Sir Berners-Lee wrote about the HyperText Transfer Protocol (HTTP) that outlined how data would travel between computers, as well as, HyperText Markup Language (HTML) that was used to create the world's first website – which can still be visited today even after more than two decades of its creation.

Sir Berners-Lee vision was to create a place where individuals could share information across the world through a "universal linked information system," in which a network of documents (web pages) linked to one another could help people navigate to find what exactly they need.

And so is the concept of the World Wide Web.

Sir Berners-Lee initially proposed the idea for a worldwide network of computers sharing information in the year 1989, while he was working at the European Organization for Nuclear Research (CERN) in Geneva, Switzerland.

The World Wide Web (W3) was written on a NeXT computer, made by the company Steve Jobs founded after he was kicked out of Apple back in 1985.

The 61-year-old professor has not stopped working. Sir Berners-Lee is now a professor at MIT and Oxford and also remains the director of the World Wide Web Consortium (W3C) – an organization that sets technical standards for the development of Web.

The Web has since become the world's most powerful medium for communications, knowledge, and trade — but that does not mean its creator is happy with all of the consequences.
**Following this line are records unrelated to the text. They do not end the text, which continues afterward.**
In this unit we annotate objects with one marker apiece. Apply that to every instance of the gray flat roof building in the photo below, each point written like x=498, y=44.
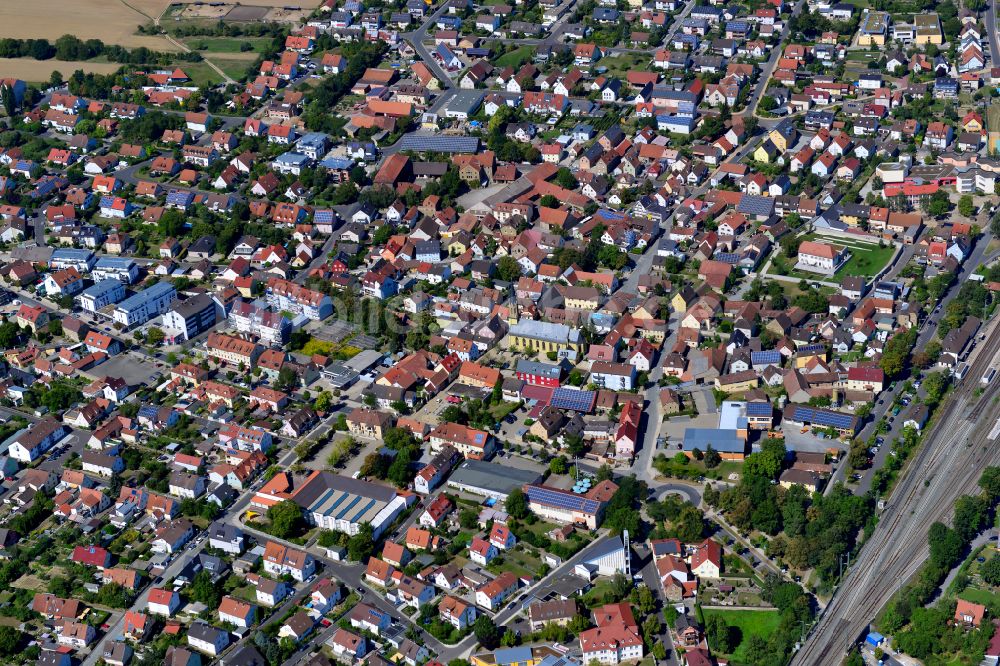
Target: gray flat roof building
x=723, y=441
x=486, y=479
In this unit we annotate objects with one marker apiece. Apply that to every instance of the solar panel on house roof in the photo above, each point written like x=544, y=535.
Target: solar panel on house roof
x=561, y=499
x=755, y=204
x=810, y=349
x=440, y=144
x=579, y=401
x=823, y=417
x=727, y=257
x=769, y=356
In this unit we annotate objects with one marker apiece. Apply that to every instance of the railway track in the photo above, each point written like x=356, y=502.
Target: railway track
x=947, y=465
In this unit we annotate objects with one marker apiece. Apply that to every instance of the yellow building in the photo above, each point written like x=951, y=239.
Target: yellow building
x=783, y=136
x=766, y=152
x=683, y=299
x=927, y=29
x=541, y=336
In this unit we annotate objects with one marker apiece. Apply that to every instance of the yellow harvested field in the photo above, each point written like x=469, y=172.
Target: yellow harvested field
x=111, y=21
x=41, y=70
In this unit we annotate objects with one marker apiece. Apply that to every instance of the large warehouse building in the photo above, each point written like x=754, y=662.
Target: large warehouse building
x=335, y=502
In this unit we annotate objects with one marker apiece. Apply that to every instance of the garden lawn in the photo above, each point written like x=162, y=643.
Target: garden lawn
x=867, y=260
x=751, y=623
x=227, y=44
x=515, y=58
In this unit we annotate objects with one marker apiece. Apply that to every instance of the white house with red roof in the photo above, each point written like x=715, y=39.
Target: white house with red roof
x=163, y=602
x=435, y=514
x=482, y=552
x=615, y=638
x=502, y=537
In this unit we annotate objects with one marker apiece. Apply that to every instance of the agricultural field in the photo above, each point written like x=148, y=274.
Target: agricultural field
x=229, y=47
x=38, y=71
x=111, y=21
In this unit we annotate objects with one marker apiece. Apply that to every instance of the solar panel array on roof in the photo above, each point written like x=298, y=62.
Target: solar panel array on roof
x=727, y=257
x=578, y=401
x=755, y=204
x=812, y=349
x=823, y=417
x=562, y=500
x=769, y=356
x=179, y=197
x=440, y=144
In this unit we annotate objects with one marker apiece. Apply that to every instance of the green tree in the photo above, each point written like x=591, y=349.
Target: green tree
x=486, y=632
x=965, y=206
x=286, y=519
x=287, y=380
x=468, y=519
x=508, y=269
x=10, y=640
x=990, y=571
x=712, y=458
x=719, y=634
x=517, y=504
x=990, y=482
x=155, y=336
x=204, y=590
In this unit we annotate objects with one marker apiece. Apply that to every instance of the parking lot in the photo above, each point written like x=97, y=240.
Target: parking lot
x=129, y=367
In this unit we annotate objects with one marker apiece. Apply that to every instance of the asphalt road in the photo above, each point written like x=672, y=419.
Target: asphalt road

Sir Berners-Lee regretted a lot of things about his invention with primarily concern that the Internet has now transformed into the "world's largest surveillance network."
Today, the Web "controls what people see, creates mechanisms for how people interact," Sir Berners-Lee said in a statement quoted in New York Times. "It is been great, but spying, blocking sites, repurposing people's content, taking you to the wrong websites that completely undermines the spirit of helping people create."
The Web model relies on central servers and IP addresses, which can be easily tracked or blocked. Therefore, Sir Berners-Lee is looking to decentralize the whole Web.
"The web is already decentralized," he said. "The problem is the dominance of one search engine, one big social network, one Twitter for microblogging. We do not have a technology problem; we have a social problem."
The idea is to eliminate middleman completely from all aspects of the Web. Still, all the major players do not agree to this decentralize approach. It's still a question that whether the Internet needs decentralizing.